Did the Eagles provide the Dallas Cowboys with a blueprint?
By Richard Ball
Wouldn’t it be great to hear from Dak himself? What does he really want? For a 25-year-old, his answer requires him to have wisdom far beyond his years.
The easy answer is to be paid a fair market and compete and hope to win Super Bowls during his career. Most Americans make this decision well after turning 40 after nearly two decades or worldly experience.
The reality, as plainly told by Tom Brady who happens to have won more Super Bowls than anyone in the history of the world, is that it takes really good football players to win a championship and the more money a quarterback consumes the less money that is left to pay other really good football players.
The NFL of today can easily be described as a passing league with a premium placed on the quarterback position. In fact, since the new CBA was signed in 2011, only three positions have seen a rise in salary cap percentage for the top 10 players at the position: center, right tackle and quarterback.
In 2011, the top 10 quarterbacks were paid an average of 12.5 percent of the salary cap. In 2018, this number increased to 15.5 percent. Russell Wilson and Carson Wentz recent deals look to stretch this number higher in the future.
When you look more closely at those deals, Wilson signed a four-year extension which now averages just over $33 million per year for the next five years. Similarly, Wentz signed a four-year extension but he had two existing years that averaged only $15.6M per year leaving him with a six-year contract averaging $26.5 million per year.
Colin Cowherd, host of Fox Sports The Herd, gave the Eagles high marks for a Belichickian move signing Wentz before the Cowboys signed Prescott. But I think the Wentz deal actually paves the way for the Cowboys to sign Prescott.
A six-year contract that averages $27 million per year would be a very nice ceiling for Prescott if you are a Cowboys fan.

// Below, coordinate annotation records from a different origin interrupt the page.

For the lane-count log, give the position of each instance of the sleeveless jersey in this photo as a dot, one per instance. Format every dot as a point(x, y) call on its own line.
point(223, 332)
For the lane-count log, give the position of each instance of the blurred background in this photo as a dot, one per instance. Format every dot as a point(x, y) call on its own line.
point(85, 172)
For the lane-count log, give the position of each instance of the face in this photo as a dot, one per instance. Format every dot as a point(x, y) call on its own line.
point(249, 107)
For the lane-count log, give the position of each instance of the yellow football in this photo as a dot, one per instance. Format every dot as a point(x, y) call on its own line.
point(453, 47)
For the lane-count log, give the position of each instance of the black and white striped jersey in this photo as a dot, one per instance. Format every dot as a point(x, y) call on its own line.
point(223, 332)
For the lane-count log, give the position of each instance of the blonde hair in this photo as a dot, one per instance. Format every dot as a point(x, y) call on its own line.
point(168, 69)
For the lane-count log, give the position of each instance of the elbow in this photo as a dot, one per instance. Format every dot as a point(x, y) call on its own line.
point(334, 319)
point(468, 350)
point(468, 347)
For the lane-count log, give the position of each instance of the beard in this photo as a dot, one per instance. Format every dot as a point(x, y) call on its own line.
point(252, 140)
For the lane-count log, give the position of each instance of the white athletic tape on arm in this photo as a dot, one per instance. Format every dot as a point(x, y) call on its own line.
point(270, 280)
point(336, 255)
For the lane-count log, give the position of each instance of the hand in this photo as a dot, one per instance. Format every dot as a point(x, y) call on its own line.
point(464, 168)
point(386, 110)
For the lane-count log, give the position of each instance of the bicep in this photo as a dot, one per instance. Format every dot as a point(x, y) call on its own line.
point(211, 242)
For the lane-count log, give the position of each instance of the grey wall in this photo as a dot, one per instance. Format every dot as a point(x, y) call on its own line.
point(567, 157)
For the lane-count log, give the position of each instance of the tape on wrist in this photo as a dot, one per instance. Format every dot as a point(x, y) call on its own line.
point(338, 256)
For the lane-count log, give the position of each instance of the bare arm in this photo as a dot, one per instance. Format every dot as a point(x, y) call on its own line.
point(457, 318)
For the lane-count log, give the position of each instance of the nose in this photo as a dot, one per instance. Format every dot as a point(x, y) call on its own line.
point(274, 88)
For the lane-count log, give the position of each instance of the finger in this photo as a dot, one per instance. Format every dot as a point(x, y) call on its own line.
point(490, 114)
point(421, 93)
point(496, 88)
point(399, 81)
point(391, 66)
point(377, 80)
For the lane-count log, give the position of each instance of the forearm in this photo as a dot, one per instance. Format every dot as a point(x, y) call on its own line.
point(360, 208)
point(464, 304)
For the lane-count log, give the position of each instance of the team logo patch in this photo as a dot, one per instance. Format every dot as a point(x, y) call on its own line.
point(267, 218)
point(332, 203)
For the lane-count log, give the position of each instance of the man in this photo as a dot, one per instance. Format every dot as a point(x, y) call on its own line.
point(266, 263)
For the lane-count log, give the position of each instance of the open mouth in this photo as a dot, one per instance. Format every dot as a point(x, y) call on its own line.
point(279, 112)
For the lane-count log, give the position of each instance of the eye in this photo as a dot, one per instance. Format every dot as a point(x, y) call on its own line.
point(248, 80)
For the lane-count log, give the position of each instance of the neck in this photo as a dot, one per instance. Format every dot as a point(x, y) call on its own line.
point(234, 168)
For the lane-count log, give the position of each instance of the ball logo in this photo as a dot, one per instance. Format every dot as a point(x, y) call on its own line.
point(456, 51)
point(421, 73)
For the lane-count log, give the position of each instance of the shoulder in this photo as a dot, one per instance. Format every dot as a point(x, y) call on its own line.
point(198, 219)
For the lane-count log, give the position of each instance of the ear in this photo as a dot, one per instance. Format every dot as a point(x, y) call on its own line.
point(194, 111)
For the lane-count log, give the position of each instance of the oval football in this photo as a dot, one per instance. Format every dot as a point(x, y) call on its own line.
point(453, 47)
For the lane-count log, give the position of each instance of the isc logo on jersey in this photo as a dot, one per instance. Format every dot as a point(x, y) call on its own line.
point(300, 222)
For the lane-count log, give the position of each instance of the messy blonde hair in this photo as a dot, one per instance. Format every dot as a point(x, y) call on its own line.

The contract could be structured so that Prescott receives more guarantees than Wentz so that it looks like he won by waiting to sign.
For Dak, he still needs to answer the question of what he wants in life. If he craves a Super Bowl, he would have a better chance signing for less than his Eagles counterpart’s six-year average.
The Cowboys compete twice a year on the field against the Eagles. Of late, the Cowboys have the edge winning the last three times. Dak Prescott, this time it’s a pen in your hand with another opportunity to beat the Eagles but only if you sign a deal for less than Carson Wentz.